E 0.999 and EP 0.999
S. Schulz
Institut für Informatik, Technische Universität
München, Germany
schulz@eprover.org
Architecture
E 0.999[Sch2002,Sch2004] is a purely
equational theorem prover. The core proof procedure operates on
formulas in clause normal form, using a calculus that combines
superposition (with selection of negative literals) and rewriting. No
special rules for non-equational literals have been implemented, i.e.,
resolution is simulated via paramodulation and equality
resolution. The basic calculus is extended with rules for AC
redundancy elimination, some contextual simplification, and
pseudo-splitting. The latest versions of E also supports simultaneous
paramodulation, either for all inferences or for selected inferences.
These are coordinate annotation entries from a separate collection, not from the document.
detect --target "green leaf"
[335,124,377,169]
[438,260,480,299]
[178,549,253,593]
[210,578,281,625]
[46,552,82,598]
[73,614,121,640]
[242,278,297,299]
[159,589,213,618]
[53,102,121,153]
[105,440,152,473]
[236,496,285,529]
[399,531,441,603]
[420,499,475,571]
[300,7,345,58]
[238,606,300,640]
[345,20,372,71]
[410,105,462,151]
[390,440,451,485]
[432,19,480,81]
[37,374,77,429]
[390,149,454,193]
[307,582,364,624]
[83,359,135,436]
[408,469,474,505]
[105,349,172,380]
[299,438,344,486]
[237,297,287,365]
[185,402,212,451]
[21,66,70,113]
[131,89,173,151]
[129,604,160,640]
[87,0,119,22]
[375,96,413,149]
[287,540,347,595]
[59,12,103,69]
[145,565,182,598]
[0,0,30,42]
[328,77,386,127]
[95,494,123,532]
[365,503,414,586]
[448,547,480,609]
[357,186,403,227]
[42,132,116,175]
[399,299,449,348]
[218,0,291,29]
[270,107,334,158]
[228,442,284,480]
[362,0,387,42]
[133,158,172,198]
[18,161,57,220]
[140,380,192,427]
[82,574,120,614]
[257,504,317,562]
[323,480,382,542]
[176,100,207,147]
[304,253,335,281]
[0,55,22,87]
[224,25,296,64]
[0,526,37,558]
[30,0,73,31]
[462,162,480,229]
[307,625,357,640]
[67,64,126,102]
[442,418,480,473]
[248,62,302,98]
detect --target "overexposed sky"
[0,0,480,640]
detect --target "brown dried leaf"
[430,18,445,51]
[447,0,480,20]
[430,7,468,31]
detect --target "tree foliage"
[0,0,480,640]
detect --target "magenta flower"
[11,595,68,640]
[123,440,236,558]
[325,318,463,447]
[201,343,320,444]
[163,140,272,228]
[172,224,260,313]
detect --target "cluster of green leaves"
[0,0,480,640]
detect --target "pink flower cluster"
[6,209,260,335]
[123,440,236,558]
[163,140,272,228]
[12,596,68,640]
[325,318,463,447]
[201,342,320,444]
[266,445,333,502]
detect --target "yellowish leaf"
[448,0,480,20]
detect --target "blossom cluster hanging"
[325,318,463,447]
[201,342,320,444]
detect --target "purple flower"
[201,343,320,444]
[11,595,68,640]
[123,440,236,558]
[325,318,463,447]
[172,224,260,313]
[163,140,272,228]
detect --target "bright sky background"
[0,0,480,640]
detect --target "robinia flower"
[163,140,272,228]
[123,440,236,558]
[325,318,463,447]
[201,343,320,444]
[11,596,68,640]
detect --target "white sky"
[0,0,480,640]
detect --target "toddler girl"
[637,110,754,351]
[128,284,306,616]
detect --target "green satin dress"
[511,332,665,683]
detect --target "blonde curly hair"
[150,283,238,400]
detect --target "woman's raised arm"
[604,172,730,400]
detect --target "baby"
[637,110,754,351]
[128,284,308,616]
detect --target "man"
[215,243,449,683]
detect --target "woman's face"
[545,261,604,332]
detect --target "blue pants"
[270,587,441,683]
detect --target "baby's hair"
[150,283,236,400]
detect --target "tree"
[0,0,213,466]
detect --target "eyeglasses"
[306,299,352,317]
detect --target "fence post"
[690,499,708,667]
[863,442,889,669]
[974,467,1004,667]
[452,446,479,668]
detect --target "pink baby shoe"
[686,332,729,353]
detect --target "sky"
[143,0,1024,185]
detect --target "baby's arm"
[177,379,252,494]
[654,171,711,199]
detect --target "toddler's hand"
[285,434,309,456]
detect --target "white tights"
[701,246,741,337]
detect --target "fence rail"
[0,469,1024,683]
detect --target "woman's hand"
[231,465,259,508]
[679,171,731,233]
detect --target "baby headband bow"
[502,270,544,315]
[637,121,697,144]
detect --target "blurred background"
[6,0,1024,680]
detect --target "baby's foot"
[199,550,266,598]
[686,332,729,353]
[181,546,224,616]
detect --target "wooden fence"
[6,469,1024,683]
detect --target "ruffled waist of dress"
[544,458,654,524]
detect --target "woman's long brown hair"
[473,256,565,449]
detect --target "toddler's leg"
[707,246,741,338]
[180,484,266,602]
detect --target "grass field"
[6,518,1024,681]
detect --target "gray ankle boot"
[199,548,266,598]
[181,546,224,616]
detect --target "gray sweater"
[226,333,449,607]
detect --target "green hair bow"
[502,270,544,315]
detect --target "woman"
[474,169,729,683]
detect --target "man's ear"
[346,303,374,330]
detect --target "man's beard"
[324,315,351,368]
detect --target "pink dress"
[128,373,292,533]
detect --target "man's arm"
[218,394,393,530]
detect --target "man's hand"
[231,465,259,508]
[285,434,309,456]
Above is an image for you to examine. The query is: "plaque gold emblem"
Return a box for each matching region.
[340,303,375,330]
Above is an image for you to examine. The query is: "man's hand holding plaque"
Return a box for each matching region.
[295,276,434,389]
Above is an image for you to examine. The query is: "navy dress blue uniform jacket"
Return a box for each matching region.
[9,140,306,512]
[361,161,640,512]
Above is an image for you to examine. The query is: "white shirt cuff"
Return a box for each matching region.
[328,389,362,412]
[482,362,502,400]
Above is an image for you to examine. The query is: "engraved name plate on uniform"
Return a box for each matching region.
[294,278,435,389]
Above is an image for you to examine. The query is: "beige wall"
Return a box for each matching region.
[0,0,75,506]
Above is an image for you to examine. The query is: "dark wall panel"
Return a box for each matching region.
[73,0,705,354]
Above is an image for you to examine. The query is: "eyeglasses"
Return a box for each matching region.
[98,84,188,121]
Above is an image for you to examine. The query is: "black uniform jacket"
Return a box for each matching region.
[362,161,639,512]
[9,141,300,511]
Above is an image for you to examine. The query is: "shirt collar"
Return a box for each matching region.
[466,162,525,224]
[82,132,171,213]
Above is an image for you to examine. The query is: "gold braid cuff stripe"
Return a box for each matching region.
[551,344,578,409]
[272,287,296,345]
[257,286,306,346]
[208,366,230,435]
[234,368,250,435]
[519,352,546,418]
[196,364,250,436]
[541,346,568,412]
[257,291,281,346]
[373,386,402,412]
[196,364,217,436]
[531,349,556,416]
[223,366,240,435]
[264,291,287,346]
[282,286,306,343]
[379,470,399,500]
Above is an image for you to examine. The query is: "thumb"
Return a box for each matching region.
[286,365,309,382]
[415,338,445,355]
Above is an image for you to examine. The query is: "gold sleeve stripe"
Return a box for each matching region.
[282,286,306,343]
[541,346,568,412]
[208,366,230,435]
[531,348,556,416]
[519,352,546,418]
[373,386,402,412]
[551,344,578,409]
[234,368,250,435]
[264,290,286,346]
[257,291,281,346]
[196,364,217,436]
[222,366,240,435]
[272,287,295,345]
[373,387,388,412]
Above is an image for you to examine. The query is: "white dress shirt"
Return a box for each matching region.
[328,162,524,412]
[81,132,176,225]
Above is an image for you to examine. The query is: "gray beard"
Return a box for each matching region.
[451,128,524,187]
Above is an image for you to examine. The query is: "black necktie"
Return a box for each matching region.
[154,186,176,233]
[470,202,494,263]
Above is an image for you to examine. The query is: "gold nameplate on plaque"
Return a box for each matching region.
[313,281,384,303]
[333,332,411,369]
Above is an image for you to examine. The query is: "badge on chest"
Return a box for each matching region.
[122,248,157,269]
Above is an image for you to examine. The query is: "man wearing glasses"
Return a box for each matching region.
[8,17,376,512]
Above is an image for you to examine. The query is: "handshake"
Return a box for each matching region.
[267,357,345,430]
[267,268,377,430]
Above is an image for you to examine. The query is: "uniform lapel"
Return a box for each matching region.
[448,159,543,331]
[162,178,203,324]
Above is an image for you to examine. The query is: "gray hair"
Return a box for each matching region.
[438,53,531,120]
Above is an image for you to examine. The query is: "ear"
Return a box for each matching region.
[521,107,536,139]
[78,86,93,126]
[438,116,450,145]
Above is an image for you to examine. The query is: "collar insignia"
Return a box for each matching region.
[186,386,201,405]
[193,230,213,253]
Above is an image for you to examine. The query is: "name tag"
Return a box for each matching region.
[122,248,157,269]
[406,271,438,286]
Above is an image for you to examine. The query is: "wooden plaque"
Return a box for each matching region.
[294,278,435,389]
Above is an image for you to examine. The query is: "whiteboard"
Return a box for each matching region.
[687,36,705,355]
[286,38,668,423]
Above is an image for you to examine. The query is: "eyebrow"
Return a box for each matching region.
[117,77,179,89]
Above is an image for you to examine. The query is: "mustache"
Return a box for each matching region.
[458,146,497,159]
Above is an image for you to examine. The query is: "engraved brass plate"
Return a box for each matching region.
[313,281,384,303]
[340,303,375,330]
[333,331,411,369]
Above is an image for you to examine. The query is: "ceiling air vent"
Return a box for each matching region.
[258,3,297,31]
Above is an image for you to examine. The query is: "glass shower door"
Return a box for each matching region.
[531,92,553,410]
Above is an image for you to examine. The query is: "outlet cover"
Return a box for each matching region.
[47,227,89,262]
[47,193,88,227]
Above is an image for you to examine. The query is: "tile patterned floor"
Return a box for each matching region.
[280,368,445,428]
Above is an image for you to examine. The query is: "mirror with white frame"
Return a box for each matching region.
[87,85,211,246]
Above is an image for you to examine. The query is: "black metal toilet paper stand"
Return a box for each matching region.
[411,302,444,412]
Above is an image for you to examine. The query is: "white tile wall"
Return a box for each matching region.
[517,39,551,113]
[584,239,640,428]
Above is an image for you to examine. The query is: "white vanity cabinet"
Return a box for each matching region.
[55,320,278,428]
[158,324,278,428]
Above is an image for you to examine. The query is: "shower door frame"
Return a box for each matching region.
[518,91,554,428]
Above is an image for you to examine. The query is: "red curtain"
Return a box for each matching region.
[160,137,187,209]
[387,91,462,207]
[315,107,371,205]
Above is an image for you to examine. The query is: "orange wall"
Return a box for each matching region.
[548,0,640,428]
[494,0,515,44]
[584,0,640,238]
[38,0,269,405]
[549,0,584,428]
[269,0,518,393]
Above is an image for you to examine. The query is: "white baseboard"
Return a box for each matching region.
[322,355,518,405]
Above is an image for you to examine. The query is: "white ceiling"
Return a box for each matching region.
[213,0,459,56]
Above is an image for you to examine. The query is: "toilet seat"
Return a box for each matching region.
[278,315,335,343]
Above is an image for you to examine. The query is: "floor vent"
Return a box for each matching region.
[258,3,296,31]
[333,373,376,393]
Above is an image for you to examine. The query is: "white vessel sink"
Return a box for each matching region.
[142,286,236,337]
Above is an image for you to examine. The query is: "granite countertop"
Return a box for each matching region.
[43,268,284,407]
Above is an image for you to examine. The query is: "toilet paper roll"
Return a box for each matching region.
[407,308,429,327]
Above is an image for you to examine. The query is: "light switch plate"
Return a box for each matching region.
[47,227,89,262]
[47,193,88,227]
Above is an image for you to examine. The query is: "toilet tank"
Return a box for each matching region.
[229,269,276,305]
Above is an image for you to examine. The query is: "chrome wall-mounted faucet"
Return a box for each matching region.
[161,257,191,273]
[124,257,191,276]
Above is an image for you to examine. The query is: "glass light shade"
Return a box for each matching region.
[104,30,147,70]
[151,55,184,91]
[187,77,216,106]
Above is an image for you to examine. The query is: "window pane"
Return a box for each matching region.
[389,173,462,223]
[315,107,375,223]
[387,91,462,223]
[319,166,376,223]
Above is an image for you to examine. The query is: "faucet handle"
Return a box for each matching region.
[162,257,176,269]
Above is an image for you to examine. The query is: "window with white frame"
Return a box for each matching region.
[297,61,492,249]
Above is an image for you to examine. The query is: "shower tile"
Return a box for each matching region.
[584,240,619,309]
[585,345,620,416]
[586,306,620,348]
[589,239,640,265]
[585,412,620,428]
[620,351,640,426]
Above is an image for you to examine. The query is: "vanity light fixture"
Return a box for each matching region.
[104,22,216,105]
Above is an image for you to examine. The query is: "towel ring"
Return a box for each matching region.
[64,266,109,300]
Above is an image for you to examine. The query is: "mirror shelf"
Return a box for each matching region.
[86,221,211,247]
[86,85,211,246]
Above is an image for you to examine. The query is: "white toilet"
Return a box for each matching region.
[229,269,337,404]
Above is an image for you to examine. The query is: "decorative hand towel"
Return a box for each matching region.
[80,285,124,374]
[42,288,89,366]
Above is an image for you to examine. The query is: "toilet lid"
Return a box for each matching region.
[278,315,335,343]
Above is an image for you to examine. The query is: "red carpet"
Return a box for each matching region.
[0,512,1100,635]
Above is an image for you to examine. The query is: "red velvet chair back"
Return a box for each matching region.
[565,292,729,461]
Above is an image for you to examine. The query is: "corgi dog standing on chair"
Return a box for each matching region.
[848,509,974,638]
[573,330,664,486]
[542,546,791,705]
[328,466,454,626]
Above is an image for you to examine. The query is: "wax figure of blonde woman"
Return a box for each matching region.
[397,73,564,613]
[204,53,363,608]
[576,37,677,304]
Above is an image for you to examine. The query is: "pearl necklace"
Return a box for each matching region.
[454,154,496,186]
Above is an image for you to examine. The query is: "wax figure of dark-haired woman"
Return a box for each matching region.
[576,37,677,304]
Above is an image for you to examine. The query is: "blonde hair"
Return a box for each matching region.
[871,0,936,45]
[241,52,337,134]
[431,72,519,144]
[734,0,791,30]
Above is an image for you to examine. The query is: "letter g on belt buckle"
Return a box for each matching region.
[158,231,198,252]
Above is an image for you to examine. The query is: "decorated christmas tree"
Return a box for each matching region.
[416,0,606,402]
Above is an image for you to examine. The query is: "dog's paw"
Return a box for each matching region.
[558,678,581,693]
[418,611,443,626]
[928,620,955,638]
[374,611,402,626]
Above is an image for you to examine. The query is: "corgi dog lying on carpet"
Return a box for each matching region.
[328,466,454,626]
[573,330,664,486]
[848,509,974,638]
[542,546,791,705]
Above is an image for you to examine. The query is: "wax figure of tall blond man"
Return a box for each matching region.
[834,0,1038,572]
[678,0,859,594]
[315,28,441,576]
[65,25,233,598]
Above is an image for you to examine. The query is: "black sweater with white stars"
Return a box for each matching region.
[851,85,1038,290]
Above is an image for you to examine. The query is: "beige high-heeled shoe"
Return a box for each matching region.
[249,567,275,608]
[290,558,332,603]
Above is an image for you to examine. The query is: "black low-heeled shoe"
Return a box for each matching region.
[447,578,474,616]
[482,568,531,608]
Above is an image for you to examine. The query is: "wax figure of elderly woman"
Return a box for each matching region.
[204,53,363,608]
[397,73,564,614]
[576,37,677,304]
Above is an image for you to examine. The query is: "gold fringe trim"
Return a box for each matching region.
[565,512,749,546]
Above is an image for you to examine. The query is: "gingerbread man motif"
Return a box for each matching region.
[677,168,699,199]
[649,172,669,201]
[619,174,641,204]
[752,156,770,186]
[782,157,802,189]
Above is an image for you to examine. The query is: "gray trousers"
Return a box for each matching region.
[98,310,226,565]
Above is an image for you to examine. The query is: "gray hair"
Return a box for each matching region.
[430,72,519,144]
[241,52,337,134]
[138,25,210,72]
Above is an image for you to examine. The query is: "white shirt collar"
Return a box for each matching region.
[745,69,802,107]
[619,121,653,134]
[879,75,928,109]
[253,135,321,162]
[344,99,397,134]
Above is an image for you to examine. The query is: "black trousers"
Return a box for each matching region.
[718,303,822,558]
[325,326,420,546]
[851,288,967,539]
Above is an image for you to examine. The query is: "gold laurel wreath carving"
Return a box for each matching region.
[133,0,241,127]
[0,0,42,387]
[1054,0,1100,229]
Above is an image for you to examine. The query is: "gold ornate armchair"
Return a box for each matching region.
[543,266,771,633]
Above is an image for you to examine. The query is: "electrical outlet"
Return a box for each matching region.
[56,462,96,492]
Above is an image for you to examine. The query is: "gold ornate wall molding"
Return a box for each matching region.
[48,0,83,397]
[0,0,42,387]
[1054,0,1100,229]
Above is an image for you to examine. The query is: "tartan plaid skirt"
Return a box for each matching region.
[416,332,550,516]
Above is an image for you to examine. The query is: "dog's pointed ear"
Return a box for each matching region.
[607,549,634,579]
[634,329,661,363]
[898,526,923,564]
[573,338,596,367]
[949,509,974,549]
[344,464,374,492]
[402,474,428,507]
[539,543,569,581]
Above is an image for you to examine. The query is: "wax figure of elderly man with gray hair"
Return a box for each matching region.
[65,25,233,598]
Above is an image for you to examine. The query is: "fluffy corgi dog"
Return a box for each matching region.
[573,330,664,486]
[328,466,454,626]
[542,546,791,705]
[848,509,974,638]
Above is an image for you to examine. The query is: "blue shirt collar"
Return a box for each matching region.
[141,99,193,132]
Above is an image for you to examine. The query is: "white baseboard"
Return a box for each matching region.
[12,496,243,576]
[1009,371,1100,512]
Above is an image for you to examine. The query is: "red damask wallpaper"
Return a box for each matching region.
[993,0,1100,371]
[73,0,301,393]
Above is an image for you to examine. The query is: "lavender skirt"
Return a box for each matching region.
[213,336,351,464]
E is based on the DISCOUNT-loop variant of the given-clause
algorithm, i.e. a strict separation of active and passive facts.
Proof search in E is primarily controlled by a literal selection
strategy, a clause evaluation heuristic, and a simplification
ordering. The prover supports a large number of preprogrammed literal
selection strategies, many of which are only experimental. Clause
evaluation heuristics can be constructed on the fly by combining
various parameterized primitive evaluation functions, or can be
selected from a set of predefined heuristics. Supported term orderings
are several parameterized instances of Knuth-Bendix-Ordering (KBO) and
Lexicographic Path Ordering (LPO).
The prover uses a preprocessing step to convert formulas in full first
order format to clause normal form. This step may introduce
(first-order) definitions to avoid an exponential growth of the
formula. Preprocessing also unfolds equational definitions and
performs some simplifications on the clause level.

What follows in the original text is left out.